Lemma 15.45.13. Let $R$ be a Noetherian local ring. Let $\mathfrak p \subset R$ be a prime. Then
\[ R^ h \otimes _ R \kappa (\mathfrak p) = \prod \nolimits _{i = 1, \ldots , t} \kappa (\mathfrak q_ i) \quad \text{resp.}\quad R^{sh} \otimes _ R \kappa (\mathfrak p) = \prod \nolimits _{i = 1, \ldots , s} \kappa (\mathfrak r_ i) \]
where $\mathfrak q_1, \ldots , \mathfrak q_ t$, resp. $\mathfrak r_1, \ldots , \mathfrak r_ s$ are the prime of $R^ h$, resp. $R^{sh}$ lying over $\mathfrak p$. Moreover, the field extensions $\kappa (\mathfrak q_ i)/\kappa (\mathfrak p)$ resp. $\kappa (\mathfrak r_ i)/\kappa (\mathfrak p)$ are separable algebraic.
Proof.
This can be deduced from the more general Lemma 15.45.12 using that the henselization and strict henselization are Noetherian (as we've seen above). But we also give a direct proof as follows.
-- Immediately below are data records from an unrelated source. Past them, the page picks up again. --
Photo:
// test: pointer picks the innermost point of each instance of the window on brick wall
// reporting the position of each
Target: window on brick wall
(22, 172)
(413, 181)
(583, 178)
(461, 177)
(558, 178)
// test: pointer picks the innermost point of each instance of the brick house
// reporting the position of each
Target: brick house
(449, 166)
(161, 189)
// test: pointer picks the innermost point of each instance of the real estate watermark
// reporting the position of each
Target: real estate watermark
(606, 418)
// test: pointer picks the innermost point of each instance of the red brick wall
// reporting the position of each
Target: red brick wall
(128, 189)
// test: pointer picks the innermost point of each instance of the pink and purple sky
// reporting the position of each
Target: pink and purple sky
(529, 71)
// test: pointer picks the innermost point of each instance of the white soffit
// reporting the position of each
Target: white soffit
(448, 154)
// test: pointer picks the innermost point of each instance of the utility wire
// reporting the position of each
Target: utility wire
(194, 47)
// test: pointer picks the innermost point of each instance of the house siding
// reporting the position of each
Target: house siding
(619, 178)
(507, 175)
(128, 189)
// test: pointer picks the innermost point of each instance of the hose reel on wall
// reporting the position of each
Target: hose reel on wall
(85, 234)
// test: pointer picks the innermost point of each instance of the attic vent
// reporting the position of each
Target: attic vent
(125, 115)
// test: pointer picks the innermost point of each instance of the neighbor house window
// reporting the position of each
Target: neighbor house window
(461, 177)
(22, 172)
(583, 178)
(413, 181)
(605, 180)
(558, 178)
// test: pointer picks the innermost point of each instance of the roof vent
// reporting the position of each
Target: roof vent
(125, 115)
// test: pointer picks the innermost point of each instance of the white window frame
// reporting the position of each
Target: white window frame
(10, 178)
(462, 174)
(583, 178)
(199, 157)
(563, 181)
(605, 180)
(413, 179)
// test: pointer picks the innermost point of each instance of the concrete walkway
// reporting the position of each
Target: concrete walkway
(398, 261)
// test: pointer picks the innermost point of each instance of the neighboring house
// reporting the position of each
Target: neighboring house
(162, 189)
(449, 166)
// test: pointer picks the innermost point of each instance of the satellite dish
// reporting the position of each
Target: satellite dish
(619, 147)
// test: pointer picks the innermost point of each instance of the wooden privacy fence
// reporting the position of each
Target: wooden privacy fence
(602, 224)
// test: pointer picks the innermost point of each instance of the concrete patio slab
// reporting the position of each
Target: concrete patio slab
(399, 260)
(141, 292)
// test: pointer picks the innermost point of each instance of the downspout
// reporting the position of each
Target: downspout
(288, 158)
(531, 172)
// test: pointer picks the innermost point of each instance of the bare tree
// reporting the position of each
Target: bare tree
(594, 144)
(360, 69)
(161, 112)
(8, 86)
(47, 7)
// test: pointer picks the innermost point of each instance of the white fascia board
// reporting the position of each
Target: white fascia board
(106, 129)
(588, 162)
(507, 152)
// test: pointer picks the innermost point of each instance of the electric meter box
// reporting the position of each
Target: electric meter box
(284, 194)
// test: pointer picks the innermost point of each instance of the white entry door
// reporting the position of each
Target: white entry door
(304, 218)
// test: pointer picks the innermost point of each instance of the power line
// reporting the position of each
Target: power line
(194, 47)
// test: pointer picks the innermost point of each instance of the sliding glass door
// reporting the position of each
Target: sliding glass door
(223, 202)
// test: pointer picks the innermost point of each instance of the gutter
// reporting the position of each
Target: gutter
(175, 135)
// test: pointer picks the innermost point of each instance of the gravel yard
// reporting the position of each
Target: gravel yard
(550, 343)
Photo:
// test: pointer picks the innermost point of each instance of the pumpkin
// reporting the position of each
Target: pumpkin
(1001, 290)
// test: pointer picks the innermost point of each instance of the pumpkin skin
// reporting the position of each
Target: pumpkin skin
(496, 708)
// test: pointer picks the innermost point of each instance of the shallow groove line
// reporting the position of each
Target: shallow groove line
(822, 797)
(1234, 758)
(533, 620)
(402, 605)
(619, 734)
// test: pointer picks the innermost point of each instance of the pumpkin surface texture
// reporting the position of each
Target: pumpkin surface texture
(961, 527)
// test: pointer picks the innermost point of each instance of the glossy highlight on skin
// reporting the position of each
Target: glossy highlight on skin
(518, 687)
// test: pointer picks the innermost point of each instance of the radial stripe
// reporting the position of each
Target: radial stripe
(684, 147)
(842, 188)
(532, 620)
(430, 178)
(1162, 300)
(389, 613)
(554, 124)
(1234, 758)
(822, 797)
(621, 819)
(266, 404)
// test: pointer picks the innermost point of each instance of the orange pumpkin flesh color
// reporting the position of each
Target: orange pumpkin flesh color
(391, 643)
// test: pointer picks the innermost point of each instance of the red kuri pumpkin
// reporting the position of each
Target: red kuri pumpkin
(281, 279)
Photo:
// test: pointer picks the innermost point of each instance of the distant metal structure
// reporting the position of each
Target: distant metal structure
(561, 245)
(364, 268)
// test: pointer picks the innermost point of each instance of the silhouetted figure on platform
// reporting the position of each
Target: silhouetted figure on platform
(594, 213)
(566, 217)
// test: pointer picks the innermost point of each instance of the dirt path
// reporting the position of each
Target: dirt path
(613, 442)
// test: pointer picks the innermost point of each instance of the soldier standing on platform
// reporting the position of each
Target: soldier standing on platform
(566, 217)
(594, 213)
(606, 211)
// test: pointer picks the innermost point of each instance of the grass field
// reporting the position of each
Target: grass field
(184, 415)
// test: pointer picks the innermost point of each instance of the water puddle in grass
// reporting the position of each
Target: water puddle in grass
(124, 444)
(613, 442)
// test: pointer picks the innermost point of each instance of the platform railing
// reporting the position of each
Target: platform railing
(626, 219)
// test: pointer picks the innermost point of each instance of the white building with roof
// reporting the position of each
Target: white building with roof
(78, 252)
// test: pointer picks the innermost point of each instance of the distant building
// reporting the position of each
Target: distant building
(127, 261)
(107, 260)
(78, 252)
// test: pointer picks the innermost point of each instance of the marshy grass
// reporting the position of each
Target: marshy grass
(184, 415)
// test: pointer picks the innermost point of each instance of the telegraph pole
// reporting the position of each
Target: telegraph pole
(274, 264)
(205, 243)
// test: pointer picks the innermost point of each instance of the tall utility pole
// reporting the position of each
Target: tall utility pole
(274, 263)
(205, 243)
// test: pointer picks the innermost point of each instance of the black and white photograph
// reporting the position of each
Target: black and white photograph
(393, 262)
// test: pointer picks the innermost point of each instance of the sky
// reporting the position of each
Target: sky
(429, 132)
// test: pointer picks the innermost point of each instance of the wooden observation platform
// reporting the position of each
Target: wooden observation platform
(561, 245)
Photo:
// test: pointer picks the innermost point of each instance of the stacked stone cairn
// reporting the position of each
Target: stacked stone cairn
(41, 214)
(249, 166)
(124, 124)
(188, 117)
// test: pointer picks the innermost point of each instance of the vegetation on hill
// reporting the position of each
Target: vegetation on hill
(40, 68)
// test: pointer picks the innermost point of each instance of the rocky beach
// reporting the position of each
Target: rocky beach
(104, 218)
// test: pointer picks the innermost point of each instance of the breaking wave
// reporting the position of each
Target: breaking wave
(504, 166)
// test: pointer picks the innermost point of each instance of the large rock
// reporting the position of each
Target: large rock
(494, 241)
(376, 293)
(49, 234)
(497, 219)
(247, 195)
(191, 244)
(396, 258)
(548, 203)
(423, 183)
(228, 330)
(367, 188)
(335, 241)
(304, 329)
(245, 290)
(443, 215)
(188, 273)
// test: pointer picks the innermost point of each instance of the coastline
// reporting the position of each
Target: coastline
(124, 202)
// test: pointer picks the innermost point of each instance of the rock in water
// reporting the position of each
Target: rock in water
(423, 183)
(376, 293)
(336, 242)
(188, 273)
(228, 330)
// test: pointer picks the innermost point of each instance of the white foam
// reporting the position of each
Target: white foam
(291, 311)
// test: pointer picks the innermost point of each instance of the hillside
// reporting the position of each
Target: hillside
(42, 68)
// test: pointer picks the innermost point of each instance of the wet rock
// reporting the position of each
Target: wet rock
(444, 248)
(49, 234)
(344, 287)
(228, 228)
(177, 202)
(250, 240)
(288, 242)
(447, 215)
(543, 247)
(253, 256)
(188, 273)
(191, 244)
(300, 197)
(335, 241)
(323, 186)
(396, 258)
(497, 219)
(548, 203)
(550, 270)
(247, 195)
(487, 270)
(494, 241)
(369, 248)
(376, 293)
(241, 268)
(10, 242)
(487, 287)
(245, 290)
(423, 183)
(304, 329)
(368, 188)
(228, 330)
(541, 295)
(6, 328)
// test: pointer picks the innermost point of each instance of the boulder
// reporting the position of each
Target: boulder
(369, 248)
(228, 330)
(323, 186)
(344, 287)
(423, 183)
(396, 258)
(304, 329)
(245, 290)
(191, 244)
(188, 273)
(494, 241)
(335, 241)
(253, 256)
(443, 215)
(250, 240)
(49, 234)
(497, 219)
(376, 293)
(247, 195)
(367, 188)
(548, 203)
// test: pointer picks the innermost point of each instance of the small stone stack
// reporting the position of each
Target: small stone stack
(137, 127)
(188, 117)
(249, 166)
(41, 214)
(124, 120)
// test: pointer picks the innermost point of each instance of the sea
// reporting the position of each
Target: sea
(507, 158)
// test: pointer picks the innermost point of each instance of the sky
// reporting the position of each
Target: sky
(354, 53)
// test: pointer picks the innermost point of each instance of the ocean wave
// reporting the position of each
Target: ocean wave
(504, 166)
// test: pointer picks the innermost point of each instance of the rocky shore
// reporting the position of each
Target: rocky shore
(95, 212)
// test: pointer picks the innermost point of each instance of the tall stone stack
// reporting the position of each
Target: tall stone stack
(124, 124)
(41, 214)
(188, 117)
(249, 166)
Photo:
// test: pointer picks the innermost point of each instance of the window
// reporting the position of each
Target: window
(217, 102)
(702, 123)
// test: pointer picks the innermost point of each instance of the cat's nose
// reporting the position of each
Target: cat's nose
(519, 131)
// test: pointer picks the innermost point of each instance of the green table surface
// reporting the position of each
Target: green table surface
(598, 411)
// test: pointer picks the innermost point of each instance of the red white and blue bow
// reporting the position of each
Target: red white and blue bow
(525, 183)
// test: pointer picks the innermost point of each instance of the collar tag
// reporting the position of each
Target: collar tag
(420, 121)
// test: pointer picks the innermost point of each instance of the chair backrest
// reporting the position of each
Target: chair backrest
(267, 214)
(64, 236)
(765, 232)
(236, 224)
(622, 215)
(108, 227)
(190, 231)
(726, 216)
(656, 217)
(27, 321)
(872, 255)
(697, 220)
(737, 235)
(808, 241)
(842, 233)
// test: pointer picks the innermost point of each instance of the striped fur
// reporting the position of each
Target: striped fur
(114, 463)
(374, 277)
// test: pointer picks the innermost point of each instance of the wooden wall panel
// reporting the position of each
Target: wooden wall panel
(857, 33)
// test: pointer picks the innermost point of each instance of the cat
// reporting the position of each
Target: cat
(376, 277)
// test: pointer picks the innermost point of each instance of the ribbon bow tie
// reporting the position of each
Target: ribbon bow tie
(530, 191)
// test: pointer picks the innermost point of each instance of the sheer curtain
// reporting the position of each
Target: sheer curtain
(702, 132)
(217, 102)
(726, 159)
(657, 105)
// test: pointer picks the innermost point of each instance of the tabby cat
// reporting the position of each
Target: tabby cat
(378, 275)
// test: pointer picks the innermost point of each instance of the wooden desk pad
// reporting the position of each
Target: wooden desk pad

We will use without further mention the results of Lemmas 15.45.1 and 15.45.3. Note that $R^ h/\mathfrak pR^ h$, resp. $R^{sh}/\mathfrak pR^{sh}$ is the henselization, resp. strict henselization of $R/\mathfrak p$, see Algebra, Lemma 10.156.2 resp. Algebra, Lemma 10.156.4. Hence we may replace $R$ by $R/\mathfrak p$ and assume that $R$ is a Noetherian local domain and that $\mathfrak p = (0)$. Since $R^ h$, resp. $R^{sh}$ is Noetherian, it has finitely many minimal primes $\mathfrak q_1, \ldots , \mathfrak q_ t$, resp. $\mathfrak r_1, \ldots , \mathfrak r_ s$. Since $R \to R^ h$, resp. $R \to R^{sh}$ is flat these are exactly the primes lying over $\mathfrak p = (0)$ (by going down). Finally, as $R$ is a domain, we see that $R^ h$, resp. $R^{sh}$ is reduced, see Lemma 15.45.4. Thus we see that $R^ h \otimes _ R \kappa (\mathfrak p)$ resp. $R^{sh} \otimes _ R \kappa (\mathfrak p)$ is a reduced Noetherian ring with finitely many primes, all of which are minimal (and hence maximal). Thus these rings are Artinian and are products of their localizations at maximal ideals, each necessarily a field (see Algebra, Proposition 10.60.7 and Algebra, Lemma 10.25.1).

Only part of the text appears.